So, here I go. What is the potential for good in COVID-19? This pandemic is daunting to be sure. Most of us have never experienced anything like this level of disruption. But, of course, historians will remind us of the precedents for this experience. Whether the Bubonic Plague or the Spanish flu or Polio, we have been here before. The pace of spread may have been enhanced by the airplane, but massive outbreaks of deadly diseases are not a new thing. That doesn’t make this easier, but it helps me see the path to optimism.

For example, despite all of the political shenanigans, I remain hopeful about the development of a vaccine. We are better at this process than ever before and our tools are improving daily. Although I frequently shudder at the ways in which profit motives impact medical research, I do have confidence in scientists and their desire to get to the right answers (right for now, at least). It is in their DNA. In recent decades, we have lost our commitment to science as a social good, at least in the United States. We have ceded investigation and experimentation to for-profit entities, while slowly eroding our investment in the education and research arms that are fundamental to advancing scientific knowledge. Perhaps this pandemic can remind us of the need for science for the common good. Perhaps, in this moment, we are ready to reimagine the structure of scientific inquiry for good first and profit later.

I am also heartened by the relative effectiveness of our basic protective measures – masks, social distancing, and washing our hands – in slowing the spread of COVID-19. Where people are following these rules, we are seeing excellent results. Although we see the ridiculous politicization of these measures in the news, many of us are indeed following the guidelines. We are desperate to avoid both the illness and the next lockdown, so we comply. That is good news. But the hope comes here – most of these actions are as much about protecting others as ourselves. Our masks keep us from spreading the disease. So does that space between us. Compliance with these measures reminds me that it is possible to engage that sense of the greater good that we have been ignoring for a generation (at least). It helps me see the possibility of a return of the notion of “we.”
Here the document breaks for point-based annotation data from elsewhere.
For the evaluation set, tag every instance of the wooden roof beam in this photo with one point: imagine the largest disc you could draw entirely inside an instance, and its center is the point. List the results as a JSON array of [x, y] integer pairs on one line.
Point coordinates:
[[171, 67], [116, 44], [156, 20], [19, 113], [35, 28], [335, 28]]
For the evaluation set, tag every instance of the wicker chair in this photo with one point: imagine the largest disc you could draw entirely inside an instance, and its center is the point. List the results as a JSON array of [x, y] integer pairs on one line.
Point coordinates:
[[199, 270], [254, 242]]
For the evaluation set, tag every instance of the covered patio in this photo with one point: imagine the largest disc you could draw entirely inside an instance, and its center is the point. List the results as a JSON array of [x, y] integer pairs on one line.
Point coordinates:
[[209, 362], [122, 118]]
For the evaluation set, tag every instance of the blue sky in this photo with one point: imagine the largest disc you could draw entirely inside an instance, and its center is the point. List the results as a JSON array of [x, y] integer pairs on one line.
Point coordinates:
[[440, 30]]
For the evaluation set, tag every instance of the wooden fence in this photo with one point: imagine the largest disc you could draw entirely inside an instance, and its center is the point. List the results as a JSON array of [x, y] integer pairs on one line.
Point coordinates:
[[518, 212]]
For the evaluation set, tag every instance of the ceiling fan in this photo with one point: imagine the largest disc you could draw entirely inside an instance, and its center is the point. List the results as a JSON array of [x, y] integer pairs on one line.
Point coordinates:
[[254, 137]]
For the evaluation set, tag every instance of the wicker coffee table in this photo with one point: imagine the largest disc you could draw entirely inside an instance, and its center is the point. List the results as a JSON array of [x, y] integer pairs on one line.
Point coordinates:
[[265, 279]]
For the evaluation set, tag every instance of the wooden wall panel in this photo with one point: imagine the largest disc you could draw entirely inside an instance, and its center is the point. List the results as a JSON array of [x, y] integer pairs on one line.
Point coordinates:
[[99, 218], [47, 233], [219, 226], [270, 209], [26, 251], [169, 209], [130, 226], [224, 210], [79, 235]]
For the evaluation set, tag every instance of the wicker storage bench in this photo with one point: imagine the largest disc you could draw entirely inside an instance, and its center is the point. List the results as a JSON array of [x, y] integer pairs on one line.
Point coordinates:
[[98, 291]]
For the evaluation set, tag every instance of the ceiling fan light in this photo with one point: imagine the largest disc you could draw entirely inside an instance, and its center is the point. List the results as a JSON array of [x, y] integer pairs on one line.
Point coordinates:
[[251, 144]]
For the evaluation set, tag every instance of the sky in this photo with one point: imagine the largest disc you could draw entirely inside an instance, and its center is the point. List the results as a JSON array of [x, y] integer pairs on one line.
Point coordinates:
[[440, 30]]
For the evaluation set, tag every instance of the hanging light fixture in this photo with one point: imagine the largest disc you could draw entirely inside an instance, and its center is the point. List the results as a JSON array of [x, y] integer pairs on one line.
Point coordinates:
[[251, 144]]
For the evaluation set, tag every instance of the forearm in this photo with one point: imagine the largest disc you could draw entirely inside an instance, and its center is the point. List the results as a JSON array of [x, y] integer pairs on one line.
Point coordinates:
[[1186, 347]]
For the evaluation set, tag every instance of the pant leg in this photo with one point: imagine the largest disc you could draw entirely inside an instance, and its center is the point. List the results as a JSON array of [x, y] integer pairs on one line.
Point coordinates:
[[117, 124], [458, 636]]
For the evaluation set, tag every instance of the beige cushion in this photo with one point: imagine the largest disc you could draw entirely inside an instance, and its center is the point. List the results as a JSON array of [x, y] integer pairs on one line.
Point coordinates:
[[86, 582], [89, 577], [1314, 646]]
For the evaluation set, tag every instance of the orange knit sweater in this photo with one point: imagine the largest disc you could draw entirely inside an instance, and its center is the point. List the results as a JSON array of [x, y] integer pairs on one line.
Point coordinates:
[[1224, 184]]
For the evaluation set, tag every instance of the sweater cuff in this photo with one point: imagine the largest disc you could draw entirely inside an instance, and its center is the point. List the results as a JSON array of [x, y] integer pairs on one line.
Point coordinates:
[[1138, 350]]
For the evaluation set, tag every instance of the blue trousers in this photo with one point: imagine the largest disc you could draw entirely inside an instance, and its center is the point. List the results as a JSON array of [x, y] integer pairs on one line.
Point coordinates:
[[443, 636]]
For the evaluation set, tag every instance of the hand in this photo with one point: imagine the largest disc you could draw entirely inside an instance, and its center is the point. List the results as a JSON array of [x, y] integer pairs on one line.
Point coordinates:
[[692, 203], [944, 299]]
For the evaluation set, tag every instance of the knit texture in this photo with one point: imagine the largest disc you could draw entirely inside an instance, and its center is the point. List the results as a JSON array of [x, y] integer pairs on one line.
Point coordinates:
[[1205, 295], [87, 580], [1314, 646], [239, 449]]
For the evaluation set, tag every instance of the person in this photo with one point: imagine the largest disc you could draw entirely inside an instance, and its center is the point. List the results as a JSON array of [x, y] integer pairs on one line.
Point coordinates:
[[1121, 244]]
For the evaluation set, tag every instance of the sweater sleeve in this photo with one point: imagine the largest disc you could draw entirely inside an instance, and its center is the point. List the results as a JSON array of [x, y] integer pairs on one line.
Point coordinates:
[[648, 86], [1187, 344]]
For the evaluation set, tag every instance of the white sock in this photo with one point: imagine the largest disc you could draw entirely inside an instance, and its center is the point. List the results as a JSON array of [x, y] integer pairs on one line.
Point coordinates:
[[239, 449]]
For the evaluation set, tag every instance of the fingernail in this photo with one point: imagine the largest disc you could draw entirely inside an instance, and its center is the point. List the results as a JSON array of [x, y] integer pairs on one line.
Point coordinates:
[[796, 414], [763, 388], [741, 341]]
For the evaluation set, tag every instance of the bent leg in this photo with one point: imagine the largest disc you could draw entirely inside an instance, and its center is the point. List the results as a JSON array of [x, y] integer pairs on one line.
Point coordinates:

As for social injustices, I am grateful that this conversation has moved from the margins to the mainstream. Our history is fraught with discrimination and ill treatment of groups of people. It is also filled with steps forward (albeit, with lots of steps backward). The confluence of Black Lives Matter and COVID-19 has helped many more people understand that there are persistent injustices that need everyone’s attention. The differences in how communities are treated are no longer hidden in spread sheets; they are visible in the nightly news reports for all to see. This is the (next) moment to do that hard work of finding better paths to equity. It is the perfect opportunity to re-engage notions of our responsibility to community, not just ourselves.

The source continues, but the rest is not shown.